Près d'Orosei, sur la côte orientale de la Sardaigne, Ettore Fossoli, un écrivain médiocre originaire de Bologne a loué une maison isolée pour venir écrire au calme la biographie de son auteur préféré, le célèbre Ludovico Lauter. Il y reçoit un bon accueil de Roberta, la fille de la propriétaire. Parfois ils entament une discussion sur la plage. Néanmoins Roberta ne manque pas de trouver son hôte assez bizarre. Mais après tout, n'est-il pas ici pour se mettre au vert, loin de l'agitation de la ville, et trouver l'inspiration ?
Le patient travail biographique d'Ettore Fossoli nous apprend que Ludovico, qu'il appelle sans cesse "le maître" est natif de Cagliari et que son père, Hermann, était un soldat allemand revenu après la guerre pour épouser la belle Giulia. Mais il meurt avant que son fils ait atteint l'âge adulte. Rapidement, Giulia quitte l'île et s'installe à Rome avec son fils qui y termine ses études secondaires, s'y fait des amis, des amies, et surtout Martina qui plus tard l'aide à s'installer à Milan quand il devient écrivain. À cette époque, il avait déjà été en contact avec sa grand-mère paternelle, visitée à Wiesbaden, et avait découvert chez elle un oncle reclus depuis sa blessure de guerre et apparemment intéressé par l'écriture. Le succès venant, grâce à des romans littéralement envoûtants et inspirés par le fantastique et la science-fiction, Ludovico s'installe à New York. Il épouse alors Margaret, une femme traumatisée par le meurtre de ses parents lors de vacances en Grèce. Bientôt Lauter se retrouve engagé dans la création cinématographique et télévisuelle, mais après le drame intervenu lors du tournage d'une télé-réalité inspirée de l'un de ses romans populaires, Ludovico Lauter décide de rentrer en Italie accompagné de Margaret. À Rome il est intrigué par ce que devient Giulia suite au décès de son amie voyante. L'inspiration du romancier s'est-elle tarie ? Le fait est que ses dernières œuvres ont rencontré moins de succès auprès du public.

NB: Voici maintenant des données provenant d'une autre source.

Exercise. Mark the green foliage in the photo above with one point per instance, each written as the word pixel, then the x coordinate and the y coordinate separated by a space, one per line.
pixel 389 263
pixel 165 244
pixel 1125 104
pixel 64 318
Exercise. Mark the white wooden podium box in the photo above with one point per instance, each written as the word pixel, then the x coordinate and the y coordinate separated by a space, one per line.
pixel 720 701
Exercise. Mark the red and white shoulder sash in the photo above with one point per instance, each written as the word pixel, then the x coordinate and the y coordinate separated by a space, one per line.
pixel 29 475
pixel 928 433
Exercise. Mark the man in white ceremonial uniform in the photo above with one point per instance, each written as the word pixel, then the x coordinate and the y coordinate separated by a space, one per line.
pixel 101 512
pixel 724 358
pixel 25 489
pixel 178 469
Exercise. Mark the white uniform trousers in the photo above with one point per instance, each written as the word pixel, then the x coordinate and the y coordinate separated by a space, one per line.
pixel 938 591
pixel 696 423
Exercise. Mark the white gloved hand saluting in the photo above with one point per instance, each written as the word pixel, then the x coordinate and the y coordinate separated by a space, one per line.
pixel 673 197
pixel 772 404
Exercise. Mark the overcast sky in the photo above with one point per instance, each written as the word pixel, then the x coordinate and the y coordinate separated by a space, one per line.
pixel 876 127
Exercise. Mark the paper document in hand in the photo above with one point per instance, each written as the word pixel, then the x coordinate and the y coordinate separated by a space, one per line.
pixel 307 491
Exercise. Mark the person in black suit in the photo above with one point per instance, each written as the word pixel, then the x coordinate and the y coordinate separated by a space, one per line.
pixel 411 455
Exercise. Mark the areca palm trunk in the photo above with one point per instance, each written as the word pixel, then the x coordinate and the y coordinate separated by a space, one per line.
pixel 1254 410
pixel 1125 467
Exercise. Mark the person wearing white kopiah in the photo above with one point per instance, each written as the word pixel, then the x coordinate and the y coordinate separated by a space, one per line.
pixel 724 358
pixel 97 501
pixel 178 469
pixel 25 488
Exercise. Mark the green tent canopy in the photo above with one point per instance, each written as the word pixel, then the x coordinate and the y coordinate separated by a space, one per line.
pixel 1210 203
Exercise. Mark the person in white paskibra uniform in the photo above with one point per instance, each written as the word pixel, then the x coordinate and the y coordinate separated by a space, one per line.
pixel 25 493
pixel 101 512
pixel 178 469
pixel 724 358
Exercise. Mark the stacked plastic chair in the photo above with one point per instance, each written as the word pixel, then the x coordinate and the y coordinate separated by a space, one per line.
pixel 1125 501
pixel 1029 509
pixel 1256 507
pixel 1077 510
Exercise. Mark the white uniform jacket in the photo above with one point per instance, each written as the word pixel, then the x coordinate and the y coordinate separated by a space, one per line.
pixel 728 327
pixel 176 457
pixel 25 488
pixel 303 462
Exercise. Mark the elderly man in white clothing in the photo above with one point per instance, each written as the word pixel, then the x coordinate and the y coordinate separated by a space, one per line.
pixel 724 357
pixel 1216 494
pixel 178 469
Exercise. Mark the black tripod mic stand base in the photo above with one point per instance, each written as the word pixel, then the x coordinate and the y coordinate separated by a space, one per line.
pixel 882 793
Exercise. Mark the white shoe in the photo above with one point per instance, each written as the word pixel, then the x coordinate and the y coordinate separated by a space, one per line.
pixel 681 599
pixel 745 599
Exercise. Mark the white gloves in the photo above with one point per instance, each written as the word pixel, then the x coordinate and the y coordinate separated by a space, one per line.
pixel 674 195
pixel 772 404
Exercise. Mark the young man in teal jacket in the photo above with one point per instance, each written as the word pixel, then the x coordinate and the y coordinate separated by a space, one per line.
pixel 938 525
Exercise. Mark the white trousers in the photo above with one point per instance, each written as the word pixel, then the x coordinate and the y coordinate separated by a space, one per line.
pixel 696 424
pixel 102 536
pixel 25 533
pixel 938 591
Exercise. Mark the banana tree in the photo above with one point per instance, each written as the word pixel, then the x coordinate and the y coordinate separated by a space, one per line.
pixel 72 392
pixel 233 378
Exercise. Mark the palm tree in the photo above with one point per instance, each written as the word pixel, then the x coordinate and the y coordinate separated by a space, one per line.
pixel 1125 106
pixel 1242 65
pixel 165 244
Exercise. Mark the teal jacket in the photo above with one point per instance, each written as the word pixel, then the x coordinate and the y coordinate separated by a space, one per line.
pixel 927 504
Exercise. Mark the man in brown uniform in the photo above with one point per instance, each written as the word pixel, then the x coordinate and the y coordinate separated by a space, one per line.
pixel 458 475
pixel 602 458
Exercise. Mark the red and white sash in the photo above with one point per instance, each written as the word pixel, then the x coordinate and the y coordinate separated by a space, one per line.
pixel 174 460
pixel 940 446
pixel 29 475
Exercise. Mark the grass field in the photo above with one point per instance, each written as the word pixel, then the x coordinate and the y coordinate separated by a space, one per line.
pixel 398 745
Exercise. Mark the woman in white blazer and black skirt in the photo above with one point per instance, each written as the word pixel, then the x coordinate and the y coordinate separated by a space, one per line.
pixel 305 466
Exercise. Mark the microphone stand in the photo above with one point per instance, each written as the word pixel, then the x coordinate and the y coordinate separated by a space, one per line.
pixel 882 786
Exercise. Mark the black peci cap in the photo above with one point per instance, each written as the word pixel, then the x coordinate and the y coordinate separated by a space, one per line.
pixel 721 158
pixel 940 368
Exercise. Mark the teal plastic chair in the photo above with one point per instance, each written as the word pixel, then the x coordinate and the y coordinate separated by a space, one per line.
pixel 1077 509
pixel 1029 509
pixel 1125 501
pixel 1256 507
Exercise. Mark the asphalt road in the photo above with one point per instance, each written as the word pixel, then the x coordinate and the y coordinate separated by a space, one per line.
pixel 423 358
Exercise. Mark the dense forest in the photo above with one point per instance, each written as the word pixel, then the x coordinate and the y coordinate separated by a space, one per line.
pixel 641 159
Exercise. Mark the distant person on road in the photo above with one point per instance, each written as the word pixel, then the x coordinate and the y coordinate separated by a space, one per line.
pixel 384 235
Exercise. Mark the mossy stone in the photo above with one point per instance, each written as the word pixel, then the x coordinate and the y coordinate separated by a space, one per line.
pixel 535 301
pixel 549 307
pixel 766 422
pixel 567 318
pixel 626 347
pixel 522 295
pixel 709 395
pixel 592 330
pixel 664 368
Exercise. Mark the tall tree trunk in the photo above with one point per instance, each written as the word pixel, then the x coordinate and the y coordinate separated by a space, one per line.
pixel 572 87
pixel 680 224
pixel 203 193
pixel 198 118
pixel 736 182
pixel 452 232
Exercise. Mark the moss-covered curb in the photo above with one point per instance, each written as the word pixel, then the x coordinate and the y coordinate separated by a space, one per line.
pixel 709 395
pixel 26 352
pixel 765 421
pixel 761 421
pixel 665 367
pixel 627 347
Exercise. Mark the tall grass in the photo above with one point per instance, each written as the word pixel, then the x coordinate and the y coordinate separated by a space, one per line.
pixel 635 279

Vous ne connaissez pas Ludovico Lauter ? Roberta, la fille de la propriétaire de la villa, étudiante en lettres à Cagliari, n'en a jamais entendu parler elle non plus. Son petit ami australien qui étudie l'italien non plus. Sa libraire à Nuoro non plus. N'en disons pas davantage car ce roman — c'était le premier d'Alessandro De Roma — est particulièrement bien ficelé. Quelques indices auraient pu mettre le lecteur sur la voie d'hypothèses sérieuses avant la fin de la première partie, mais sans doute n'y a-t-il vu que du feu... Le patronyme allemand de Ludovico est plus parlant pour le lecteur français que pour le lecteur italien, cependant on ne se pose pas trop de questions sur les relations entre Fossoli et Lauter. Or, bien des bizarreries du récit et du comportement des différents personnages devraient alerter davantage le lecteur avant que les cent dernières pages ne multiplient questions et révélations. C'est du beau travail ! J'ai pris garde à en dévoiler le moins possible...
• Alessandro De Roma. Vie et mort de Ludovico Lauter. Traduit par Pascal Leclercq. Gallimard, 2011, 367 pages [Edizioni Il Maestrale, 2007].